Spark 101 - Integration with data sources

In the previous post I showed you how to build basic Spark programs. Building a basic
Spark application is the hello world scenario of Spark. Normally you'd use something
like a database to feed your algorithm in Spark and output the results of the
algorithm somewhere else.

But what can you connect to Spark and where do you leave the outputs of your program?

In this post I will show you some of the options you have to integrate your
Spark program with data sources. Hopefully you will slowly start to see where
Spark fits in your solution.

Please note I'm using Scala for the sample code in this post.
So things my differ a bit in other languages or may not work at all *grin*.

Loading data for batch jobs

So the first and probably most well-known and well understood way to work with data
is by loading a bunch of rows from a database and processing them as a batch.

Something like SELECT * FROM customers is understood very well by most people.
In Spark you can do run batch oriented programs in a number of ways.

First there's the Spark SQL classes that you can use. One of the things you can
do with Spark SQL is to connect to a database through JDBC. You can connect to any
database from Spark SQL as long as there's a JDBC driver for it. For example,
you can use Microsoft SQL server or MySQL as a data source for your program.

To use the Spark SQL components you need to add a new dependency to your SBT file.

libraryDependencies += "org.apache.spark" %% "spark-sql" % "1.5.1"

After importing the new dependency you get access to a class called
SQLContext which provides access to a bunch of different data sources all of
them oriented towards working with batches of data.

It currently supports things like Parquet, JSON, Apache Hive and JDBC databases.
In this post I will keep it simple and connect to a MySQL database so be sure to
check out the documentation on how to connect to the other data source types.

Our sample program is going to load customers from a table and extract people
called Mike from that table. In order to do that you first need to create the
SparkContext and SQLContext.

val config = new SparkConf()
  .setAppName("sample-app-sql-jdbc")
  .setMaster("local[2]")

val sc = new SparkContext(config)
val sqlContext = new SQLContext(sc)

The only thing you need to put into the SQL context is the SparkContext. This context
is used for coordination purposes.

After you created the SQL context you can start to load data. This looks like this:

val config: SparkConf = new SparkConf()
.setAppName("sample-app-sql-jdbc")
.setMaster("local[2]")

val sc = new SparkContext(config)
val sqlContext = new SQLContext(sc)

val ds = sqlContext.read.format("jdbc").options(
  Map(
    "url" -> "jdbc:mysql://localhost:3306/mydb",
    "dbtable" -> "customers",
    "partitionColumn" -> "country",
    "driver" -> "com.mysql.jdbc.Driver"
  )
).load()

The SQLContext is asked to read data in the JDBC format. As input for this method
you need to provide a map containing a JDBC URL and driver name. This is used to
set up the connection with the database. You also need to provide the name of the table
you want to read from. Finally you specify the name of the partition column.
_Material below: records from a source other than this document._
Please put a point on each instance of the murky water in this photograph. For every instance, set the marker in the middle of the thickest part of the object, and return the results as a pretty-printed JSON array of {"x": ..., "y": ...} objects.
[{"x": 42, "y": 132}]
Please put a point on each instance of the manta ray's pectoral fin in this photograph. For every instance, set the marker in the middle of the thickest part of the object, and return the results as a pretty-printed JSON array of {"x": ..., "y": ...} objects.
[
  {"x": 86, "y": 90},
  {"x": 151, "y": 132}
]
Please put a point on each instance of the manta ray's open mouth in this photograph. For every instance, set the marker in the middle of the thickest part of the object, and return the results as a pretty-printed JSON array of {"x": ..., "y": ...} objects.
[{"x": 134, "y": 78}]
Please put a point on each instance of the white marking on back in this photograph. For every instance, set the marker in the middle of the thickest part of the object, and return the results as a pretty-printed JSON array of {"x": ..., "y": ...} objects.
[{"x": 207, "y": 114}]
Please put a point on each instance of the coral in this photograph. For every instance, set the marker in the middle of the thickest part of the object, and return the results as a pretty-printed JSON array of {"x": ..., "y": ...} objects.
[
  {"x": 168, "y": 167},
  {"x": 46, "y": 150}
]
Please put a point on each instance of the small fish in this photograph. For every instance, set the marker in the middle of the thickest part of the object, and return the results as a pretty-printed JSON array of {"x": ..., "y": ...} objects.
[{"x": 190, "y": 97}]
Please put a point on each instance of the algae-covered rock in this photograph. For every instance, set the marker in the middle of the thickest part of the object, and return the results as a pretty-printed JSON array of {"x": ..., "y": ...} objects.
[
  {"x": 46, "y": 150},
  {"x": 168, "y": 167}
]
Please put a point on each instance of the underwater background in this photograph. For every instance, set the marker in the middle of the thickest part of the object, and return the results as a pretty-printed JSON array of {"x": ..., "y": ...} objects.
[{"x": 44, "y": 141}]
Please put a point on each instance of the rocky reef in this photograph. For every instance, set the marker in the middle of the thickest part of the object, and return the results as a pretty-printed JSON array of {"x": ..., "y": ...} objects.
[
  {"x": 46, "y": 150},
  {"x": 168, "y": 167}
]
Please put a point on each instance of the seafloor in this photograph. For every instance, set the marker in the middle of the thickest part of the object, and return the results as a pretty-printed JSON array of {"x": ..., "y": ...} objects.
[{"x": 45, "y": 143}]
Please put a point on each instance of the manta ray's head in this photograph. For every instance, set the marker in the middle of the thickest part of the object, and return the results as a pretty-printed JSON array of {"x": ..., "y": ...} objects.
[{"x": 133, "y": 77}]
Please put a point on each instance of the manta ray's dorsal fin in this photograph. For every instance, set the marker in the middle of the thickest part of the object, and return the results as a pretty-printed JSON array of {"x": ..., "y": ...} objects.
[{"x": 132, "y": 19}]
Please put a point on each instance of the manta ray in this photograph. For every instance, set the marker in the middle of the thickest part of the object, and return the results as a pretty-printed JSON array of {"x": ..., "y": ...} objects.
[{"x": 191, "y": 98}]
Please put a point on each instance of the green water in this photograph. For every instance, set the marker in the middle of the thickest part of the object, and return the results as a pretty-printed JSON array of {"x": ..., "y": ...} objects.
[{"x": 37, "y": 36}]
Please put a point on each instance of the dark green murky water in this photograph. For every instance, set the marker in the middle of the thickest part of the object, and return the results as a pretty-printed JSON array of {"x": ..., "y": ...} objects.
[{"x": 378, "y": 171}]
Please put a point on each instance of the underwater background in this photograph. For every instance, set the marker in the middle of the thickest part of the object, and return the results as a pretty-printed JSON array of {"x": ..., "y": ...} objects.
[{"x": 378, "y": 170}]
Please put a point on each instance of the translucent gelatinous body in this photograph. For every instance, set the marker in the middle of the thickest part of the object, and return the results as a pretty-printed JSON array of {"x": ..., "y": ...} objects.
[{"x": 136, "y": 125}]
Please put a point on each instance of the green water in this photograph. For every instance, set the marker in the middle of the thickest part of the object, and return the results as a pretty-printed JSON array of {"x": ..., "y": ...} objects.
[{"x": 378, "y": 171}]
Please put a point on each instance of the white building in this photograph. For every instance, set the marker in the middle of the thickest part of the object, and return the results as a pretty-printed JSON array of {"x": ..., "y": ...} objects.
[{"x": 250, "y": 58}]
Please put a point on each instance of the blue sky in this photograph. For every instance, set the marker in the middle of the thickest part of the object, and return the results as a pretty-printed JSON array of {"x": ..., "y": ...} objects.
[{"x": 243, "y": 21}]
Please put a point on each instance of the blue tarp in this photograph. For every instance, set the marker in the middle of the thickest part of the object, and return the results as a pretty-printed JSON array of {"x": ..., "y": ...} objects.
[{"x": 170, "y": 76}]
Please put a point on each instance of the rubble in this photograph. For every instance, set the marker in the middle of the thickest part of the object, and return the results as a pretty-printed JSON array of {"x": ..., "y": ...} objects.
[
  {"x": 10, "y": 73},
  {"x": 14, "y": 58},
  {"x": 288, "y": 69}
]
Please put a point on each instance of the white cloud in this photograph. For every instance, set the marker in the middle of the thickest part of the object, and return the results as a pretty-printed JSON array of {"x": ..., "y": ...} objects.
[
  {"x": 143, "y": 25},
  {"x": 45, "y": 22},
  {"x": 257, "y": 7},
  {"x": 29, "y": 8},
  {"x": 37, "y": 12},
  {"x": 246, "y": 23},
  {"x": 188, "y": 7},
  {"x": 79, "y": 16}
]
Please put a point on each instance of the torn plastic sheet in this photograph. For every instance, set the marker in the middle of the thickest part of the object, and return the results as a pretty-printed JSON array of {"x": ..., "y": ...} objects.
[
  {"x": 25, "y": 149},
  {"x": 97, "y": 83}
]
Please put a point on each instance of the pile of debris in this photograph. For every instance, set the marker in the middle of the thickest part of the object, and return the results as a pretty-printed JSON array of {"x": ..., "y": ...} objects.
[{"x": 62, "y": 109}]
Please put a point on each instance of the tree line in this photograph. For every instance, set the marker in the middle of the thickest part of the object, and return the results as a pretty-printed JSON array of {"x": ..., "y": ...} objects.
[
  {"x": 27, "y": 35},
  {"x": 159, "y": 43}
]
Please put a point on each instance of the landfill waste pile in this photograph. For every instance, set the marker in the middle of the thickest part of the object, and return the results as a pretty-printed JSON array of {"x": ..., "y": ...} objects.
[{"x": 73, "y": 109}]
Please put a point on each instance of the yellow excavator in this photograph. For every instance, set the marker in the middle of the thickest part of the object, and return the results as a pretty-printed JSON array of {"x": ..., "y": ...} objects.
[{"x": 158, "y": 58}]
The partition column needs to be numeric and is used to split the data into manageable
chunks that are spread over the available Spark nodes in the cluster.

Notice that you cannot write SQL queries to get the data. The idea is that all data
in the table is loaded into Spark and processed. So if you need to filter out rows
before they go into Spark you better remove them from the table you're going to process.
Better yet, create a dedicated table for Spark jobs if you want certain rows of data
to be included in a job.

Note I'm using an external JDBC driver, in order to use it you need to modify
a script file in the bin directory of every Spark node called compute_classpath.sh
and include the path to the JAR file containing the JDBC driver. Without this change
your Spark application doesn't work!

After you loaded the data into a data source you can start to work with it.
For example use a filter to filter out rows from the source table.

val numberOfMikesInTheWorld = ds.select("id","name","address","zipcode","city")
  .map(row => row.getAs[String]("name"))
  .filter(name => name.startsWith("Mike"))
  .count()

The first line selects a number of columns from the datasource to work with.
After that I can start to map the rows from the datasource to return just the
name of the customer. Finally I use a filter statement to filter out people
that aren't called mike.

So once you have a data source that loads data from JDBC you can work with it
like with any other RDD (Resilient Distributed Datasource).

JSON and Parquet work just like this. In the case of JSON and Parquet however you
need to specify a path to a file. You can load the files from disk, but I'd suggest
you don't do this. Loading files from disk means that the file has to be available
to every possible Spark node, since you don't know where the Job gets scheduled.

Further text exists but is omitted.